One of our favorite sayings is "I bet Google knows." We say this when we don't know something, or when are having an argument.  Lately, Google has also been particularly useful in helping us find recipes for local cuisine.  Sometimes our local cookbooks are confusing or misleading, and sometimes we just like to get a second opinion on a recipe.  The problem comes from sifting through a whole bunch of Indonesian and Malaysian foodie sites.  In the past couple days we've made an effort to find the best Indonesian and Malaysian food sites out there.  Without further ado, here they are.

Indonesian

  • Merry's Kitchen has lots of good recipes.  The directions are easy to follow, and as Merry did her undergrad and Kansas and an MBA at Golden Gate University, her English is flawless.  Lots of good recipes for things like semur lidah (Ox Tongue in Sweet Nutmeg Sauce), and more tame things.  Especially good for spice paste and sambal recipes.
  • Kokkie Blanda is also good.  Blanda means "Dutch", and Kokkie probably means "cook" in Dutch.  At any rate, this site is more expansive than Merry's Kitchen, but the names are all in Indonesian so you can't tell what you're going to get before you click it unless you know what the names mean.  Plus, our Dutch cook has spelled all the Indonesian names in the old Dutch style, so dulu becomes doeloe and ayam becomes ajam.  Annoying.  But things are organized by type of dish at least, so if you pick what kind of food you want, you can just browse.  The recipe for lemper (sweet sticky rice stuffed with chicken) looks excellent.
  • Claudia Lum has some great recipes, but they are all in Indonesian, and some of the links don't work.
  • Dapur PInter is another good Indonesian language site with lots of deserts.  It is heavy on Dutch-inspired and Javanese dishes, as well as having some recipes from the Outer Islands.  Its name is a play on the acronym of the ISP (Pacific Indonesia) and the slang version of pintar, meaning "smart".

Malaysian

  • The name of the site www.MalaysianFood.net says it all.  It's easily the best Malaysian food site out there.  It breaks things down into five categories--Malay, Chinese, Indian, Eurasian (mostly Portuguese) and Nyonya (or Straits Chinese)--and has good descriptions of every type of food in its historical context.  Even if you don't like to cook, it's fun to read.  Be sure to check out the recipes for Devil Curry and Rojak, which you can make at home in the US with little trouble.
  • Kuali is the online food page for The Star, an English-language Malaysian broadsheet.  It has some very good recipes, but it includes recipes for lots of different cuisines and the organization stinks.  Under "Cuisine" you can jump straight to Malay or Nyonya food, or browse through the Chinese and Indian sections, which include lots of local favorites but also stuff you're more likely to find in China or India than Malaysia.
  • Mesra.net - Resepi has thousands of recipes that all look good.  Alas, it's also in Malay, and very slang-y Malay at that, so non-Malay speakers will be out of luck.

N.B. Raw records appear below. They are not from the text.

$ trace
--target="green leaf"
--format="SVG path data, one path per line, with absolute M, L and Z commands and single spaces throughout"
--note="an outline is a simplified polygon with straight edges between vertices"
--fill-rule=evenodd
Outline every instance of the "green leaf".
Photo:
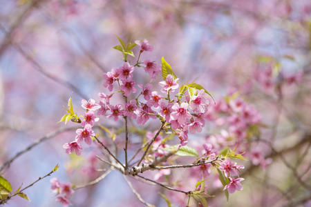
M 4 177 L 3 177 L 1 175 L 0 175 L 0 187 L 3 188 L 8 192 L 12 191 L 12 186 L 10 182 L 6 180 Z
M 212 96 L 207 90 L 206 90 L 206 89 L 204 88 L 204 87 L 202 86 L 201 85 L 198 84 L 198 83 L 189 83 L 187 86 L 188 86 L 189 87 L 192 87 L 192 88 L 196 88 L 196 89 L 198 89 L 198 90 L 203 89 L 204 91 L 205 91 L 209 96 L 210 96 L 211 98 L 213 99 L 214 103 L 216 104 L 216 101 L 215 101 L 215 99 L 214 99 L 213 96 Z
M 10 192 L 0 186 L 0 200 L 4 200 L 10 195 Z
M 217 168 L 217 172 L 218 172 L 218 175 L 219 175 L 219 179 L 221 181 L 221 184 L 223 184 L 223 186 L 225 187 L 225 186 L 227 186 L 227 184 L 228 184 L 229 183 L 229 179 L 225 177 L 223 172 L 221 172 L 221 171 Z M 229 193 L 228 190 L 226 189 L 224 190 L 225 191 L 225 195 L 226 195 L 227 197 L 227 201 L 229 201 Z
M 162 194 L 161 193 L 159 193 L 159 194 L 162 196 L 162 198 L 164 198 L 164 199 L 165 201 L 167 202 L 167 207 L 171 207 L 171 201 L 170 201 L 169 199 L 165 196 L 165 195 Z
M 58 164 L 56 165 L 56 166 L 54 167 L 53 171 L 53 172 L 56 172 L 57 171 L 58 168 L 59 168 L 59 166 L 58 165 Z
M 167 62 L 167 61 L 162 57 L 162 76 L 163 79 L 165 81 L 167 76 L 171 75 L 174 79 L 177 79 L 177 76 L 175 75 L 174 72 L 171 69 L 171 66 Z
M 114 46 L 113 48 L 113 49 L 115 49 L 115 50 L 117 50 L 123 52 L 123 49 L 122 49 L 122 47 L 121 46 L 119 46 L 119 45 L 118 45 L 118 46 Z
M 121 44 L 121 46 L 122 46 L 123 49 L 124 49 L 124 50 L 125 50 L 126 48 L 125 46 L 124 41 L 123 40 L 122 40 L 122 39 L 120 38 L 117 35 L 117 38 L 119 40 L 119 41 L 120 41 L 120 43 Z
M 198 152 L 195 148 L 189 147 L 188 146 L 181 146 L 178 150 L 175 153 L 175 155 L 178 156 L 191 156 L 191 157 L 198 157 Z
M 22 193 L 22 192 L 17 193 L 17 195 L 19 195 L 19 196 L 21 197 L 22 198 L 23 198 L 23 199 L 28 200 L 28 201 L 30 201 L 30 200 L 28 199 L 28 197 L 27 196 L 27 195 L 26 195 L 25 193 Z
M 134 53 L 133 52 L 133 51 L 131 51 L 131 50 L 124 51 L 124 52 L 123 52 L 123 53 L 124 54 L 126 54 L 126 55 L 131 55 L 132 57 L 135 57 Z

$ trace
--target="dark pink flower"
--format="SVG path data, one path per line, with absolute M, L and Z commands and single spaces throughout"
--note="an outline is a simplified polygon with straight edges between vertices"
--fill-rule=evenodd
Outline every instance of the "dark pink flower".
M 93 126 L 93 122 L 98 121 L 100 118 L 94 115 L 94 112 L 89 111 L 84 115 L 84 119 L 81 122 L 81 125 L 84 127 L 86 124 L 88 124 L 91 126 Z
M 61 203 L 64 206 L 71 205 L 71 202 L 66 197 L 64 196 L 57 196 L 56 197 L 56 201 Z
M 127 116 L 131 117 L 131 119 L 136 119 L 136 115 L 135 114 L 135 111 L 137 109 L 136 101 L 133 99 L 129 101 L 129 103 L 126 103 L 124 107 L 124 116 Z
M 69 183 L 60 184 L 59 194 L 64 195 L 66 197 L 70 197 L 74 190 L 71 188 L 71 184 Z
M 152 85 L 150 83 L 147 83 L 146 86 L 142 86 L 141 84 L 138 84 L 138 87 L 142 89 L 142 91 L 141 92 L 142 95 L 144 95 L 144 99 L 146 101 L 149 101 L 150 99 L 151 95 L 151 87 Z
M 82 147 L 77 142 L 77 141 L 66 143 L 63 145 L 63 148 L 66 150 L 66 153 L 71 154 L 73 151 L 75 151 L 75 155 L 80 155 L 81 150 L 82 150 Z
M 91 137 L 95 136 L 92 126 L 90 124 L 86 124 L 84 129 L 78 128 L 75 132 L 77 134 L 75 139 L 78 143 L 84 140 L 85 143 L 91 144 L 92 143 L 92 139 Z
M 177 120 L 180 125 L 186 124 L 187 120 L 191 118 L 191 115 L 187 110 L 188 107 L 188 103 L 182 103 L 180 106 L 175 103 L 171 107 L 173 112 L 171 113 L 171 119 Z
M 131 66 L 129 63 L 124 63 L 123 66 L 117 68 L 120 74 L 119 77 L 121 80 L 133 78 L 132 72 L 134 71 L 134 67 Z
M 237 179 L 229 177 L 230 183 L 223 188 L 223 190 L 228 190 L 229 193 L 234 193 L 236 190 L 242 190 L 243 189 L 242 184 L 240 183 L 244 180 L 244 178 L 239 177 Z
M 88 101 L 84 99 L 81 100 L 81 106 L 82 106 L 83 108 L 86 109 L 86 111 L 95 111 L 100 108 L 100 106 L 97 103 L 95 103 L 95 100 L 92 99 L 89 99 Z
M 117 119 L 120 116 L 123 115 L 122 106 L 121 104 L 117 104 L 115 106 L 109 106 L 110 110 L 111 111 L 111 114 L 108 115 L 108 118 L 113 117 L 115 121 L 117 121 Z
M 161 91 L 164 93 L 167 92 L 169 90 L 174 92 L 175 90 L 179 87 L 179 85 L 177 83 L 178 79 L 174 79 L 171 75 L 168 75 L 164 81 L 159 83 L 160 86 L 162 87 Z
M 135 43 L 140 46 L 140 52 L 142 52 L 144 51 L 152 51 L 153 48 L 149 45 L 148 43 L 148 40 L 144 39 L 142 42 L 140 42 L 138 40 L 136 40 Z
M 151 79 L 154 79 L 156 76 L 161 72 L 161 70 L 160 70 L 160 67 L 156 64 L 154 62 L 152 62 L 149 60 L 145 60 L 144 61 L 144 65 L 146 67 L 144 67 L 144 71 L 146 72 L 148 72 L 151 77 Z
M 136 88 L 135 88 L 135 81 L 129 79 L 123 80 L 120 88 L 124 92 L 125 96 L 129 95 L 131 92 L 135 93 L 137 91 Z

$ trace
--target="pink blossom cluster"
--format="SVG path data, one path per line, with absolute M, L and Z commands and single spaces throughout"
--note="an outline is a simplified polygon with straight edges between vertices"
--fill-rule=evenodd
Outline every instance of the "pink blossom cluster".
M 72 196 L 74 190 L 71 188 L 70 183 L 60 183 L 56 177 L 50 179 L 51 189 L 57 193 L 56 201 L 63 204 L 64 206 L 71 205 L 69 199 Z

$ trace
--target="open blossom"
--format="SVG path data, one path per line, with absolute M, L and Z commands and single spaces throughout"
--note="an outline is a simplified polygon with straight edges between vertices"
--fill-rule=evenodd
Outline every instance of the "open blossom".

We also have some good news regarding ingredients.  Almost nobody outside of residents of NYC or LA will have access to an Indonesian or Malaysian grocery store, but there are two sites worth noting.  IndoMerchant will send Indonesian food right to your door from Los Angeles, and it won't cost very much either.  Their selection is great.  You can get the little things like kecap manis and terasi and sale, and also weird ingredients like keluak (groundnuts), daun salam (salam leaves), and others that are impossible to find in the US.  (Thai food lovers: they will ship you fresh kaffir lime leaves.)  Most of the weird ingredients that we've listed in our recipes can be found here, for cheap.  Regarding Malaysian food, you can visit the online store at www.MalaysianFood.net and get good things as well.  You can even get Bah Kut Teh spices (see our recent recipe below), prepackaged!